Senior physicians in England started a 48-hour boycott on Thursday in protest of their salary and working conditions, paralyzing hospitals and limiting care to just emergency situations.
In light of the ongoing cost-of-living issue in the UK, the significant interruptions are the most recent in months of industrial action by public sector workers. They follow junior physicians’ longest-lasting strikes in the National Health Service’s history, which lasted just two days.
Since almost no work can be done in hospitals without being overseen by a top doctor, health officials believe the latest round of strikes to affect the nation’s public health system will have the worst impact yet. Thousands of operations and appointments have already been postponed.
Senior physicians, and consultants in the UK, will only be “on call” until Saturday AM for essential tasks like life-saving cancer treatment.
The British Medical Association, the doctors’ organization, referred to the 6% wage raise that the Conservative administration had granted doctors as “derisory.” It said that during the past 14 years, doctors’ true take-home income has decreased by more than a third, and it accused the government of refusing to negotiate salary.
Dr. Vishal Sharma, a union executive, claimed that many people in his profession felt “undervalued and overworked.”
The picket lines will be manned by consultants today because we are furious and at our lowest point. We never intended to be compelled to make such a significant decision,” Sharma said. “Ministers have done nothing at all to prevent this action from occurring.”
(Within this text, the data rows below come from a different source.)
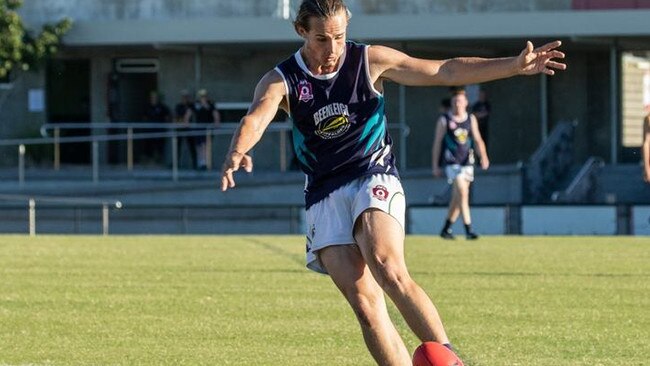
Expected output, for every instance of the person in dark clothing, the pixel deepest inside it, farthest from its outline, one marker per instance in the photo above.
(457, 136)
(203, 111)
(156, 112)
(481, 109)
(181, 109)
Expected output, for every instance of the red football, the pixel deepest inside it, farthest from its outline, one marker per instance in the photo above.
(435, 354)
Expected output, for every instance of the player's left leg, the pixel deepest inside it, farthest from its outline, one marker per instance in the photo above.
(463, 190)
(380, 238)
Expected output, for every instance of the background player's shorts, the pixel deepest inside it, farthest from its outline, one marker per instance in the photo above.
(463, 171)
(331, 221)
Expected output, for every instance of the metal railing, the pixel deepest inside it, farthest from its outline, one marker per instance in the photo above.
(583, 185)
(550, 163)
(32, 200)
(52, 135)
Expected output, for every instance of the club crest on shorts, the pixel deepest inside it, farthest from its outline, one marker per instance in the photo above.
(380, 192)
(305, 90)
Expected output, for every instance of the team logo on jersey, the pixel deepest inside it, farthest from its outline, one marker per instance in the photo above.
(305, 90)
(332, 121)
(380, 192)
(461, 134)
(333, 127)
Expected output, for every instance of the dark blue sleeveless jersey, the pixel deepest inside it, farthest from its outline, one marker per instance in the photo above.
(339, 129)
(458, 144)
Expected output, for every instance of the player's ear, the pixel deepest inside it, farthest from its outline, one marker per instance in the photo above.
(302, 32)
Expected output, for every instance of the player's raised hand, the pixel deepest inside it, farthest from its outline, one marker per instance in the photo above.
(234, 161)
(541, 59)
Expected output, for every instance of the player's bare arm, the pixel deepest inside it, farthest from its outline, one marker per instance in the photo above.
(269, 96)
(480, 144)
(391, 64)
(437, 146)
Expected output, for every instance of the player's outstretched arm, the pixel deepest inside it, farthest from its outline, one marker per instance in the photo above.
(269, 94)
(397, 66)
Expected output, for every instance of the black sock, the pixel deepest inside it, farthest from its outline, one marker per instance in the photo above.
(447, 227)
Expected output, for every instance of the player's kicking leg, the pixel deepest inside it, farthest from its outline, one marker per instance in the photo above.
(349, 272)
(381, 241)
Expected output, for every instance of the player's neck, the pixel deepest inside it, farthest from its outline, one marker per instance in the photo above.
(458, 116)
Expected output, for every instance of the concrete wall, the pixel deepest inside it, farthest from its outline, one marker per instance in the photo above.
(16, 121)
(231, 72)
(37, 11)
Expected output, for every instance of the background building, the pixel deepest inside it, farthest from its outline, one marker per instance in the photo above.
(119, 50)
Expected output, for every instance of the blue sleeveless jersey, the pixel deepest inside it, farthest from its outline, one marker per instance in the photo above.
(339, 129)
(458, 143)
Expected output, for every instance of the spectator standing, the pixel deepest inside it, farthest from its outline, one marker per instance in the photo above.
(457, 135)
(204, 111)
(645, 148)
(182, 108)
(156, 112)
(481, 109)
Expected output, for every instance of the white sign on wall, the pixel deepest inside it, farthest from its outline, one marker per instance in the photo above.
(36, 100)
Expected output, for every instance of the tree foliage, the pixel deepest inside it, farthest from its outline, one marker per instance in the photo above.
(21, 48)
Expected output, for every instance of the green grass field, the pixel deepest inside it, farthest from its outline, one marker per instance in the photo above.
(247, 300)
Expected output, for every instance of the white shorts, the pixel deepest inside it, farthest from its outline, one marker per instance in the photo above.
(463, 171)
(331, 220)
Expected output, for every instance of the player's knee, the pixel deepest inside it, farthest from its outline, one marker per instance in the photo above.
(392, 278)
(366, 309)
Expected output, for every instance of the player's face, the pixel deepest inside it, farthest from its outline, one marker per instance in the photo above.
(459, 103)
(325, 40)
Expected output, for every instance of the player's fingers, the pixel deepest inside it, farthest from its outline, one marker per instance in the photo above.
(549, 72)
(556, 65)
(224, 183)
(549, 46)
(227, 180)
(247, 163)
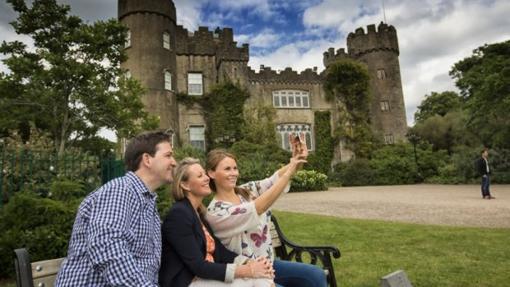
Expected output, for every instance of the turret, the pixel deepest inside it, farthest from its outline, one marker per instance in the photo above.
(378, 49)
(151, 51)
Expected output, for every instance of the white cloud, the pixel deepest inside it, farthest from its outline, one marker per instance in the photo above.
(188, 13)
(265, 39)
(433, 35)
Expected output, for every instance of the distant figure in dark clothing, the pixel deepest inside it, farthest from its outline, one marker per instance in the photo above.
(484, 170)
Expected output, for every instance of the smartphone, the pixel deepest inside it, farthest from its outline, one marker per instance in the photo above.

Psychiatrist Polly Christodoulou, who joined the picket line in front of a hospital in south London, claimed that many of her coworkers have gone for the private sector or for other nations, such as Australia, because the pay there is much better.
Many of us have trained for almost 15 years to get where we are, and that work is not appreciated, she claimed. “I want to be able to support the NHS, but it is getting harder and harder,” the speaker said.
In recent months, nurses, junior doctors, and emergency medical technicians have all joined public sector strikes to call for more compensation to deal with rising food, energy, and housing expenses. Despite dropping from double digits earlier in the year, the U.K.’s June inflation rate of 7.9% was still significantly higher than that of the other Group of Seven economies.
The National Health Service, a renowned British institution that was founded in 1948, was already strained by a declining staff, enormous backlogs, and financial shortfalls even before the strikes.
Hospital executives have cautioned that the labor issues might cost billions of pounds and those officials and unions need to quickly come to an agreement to resolve the standoff.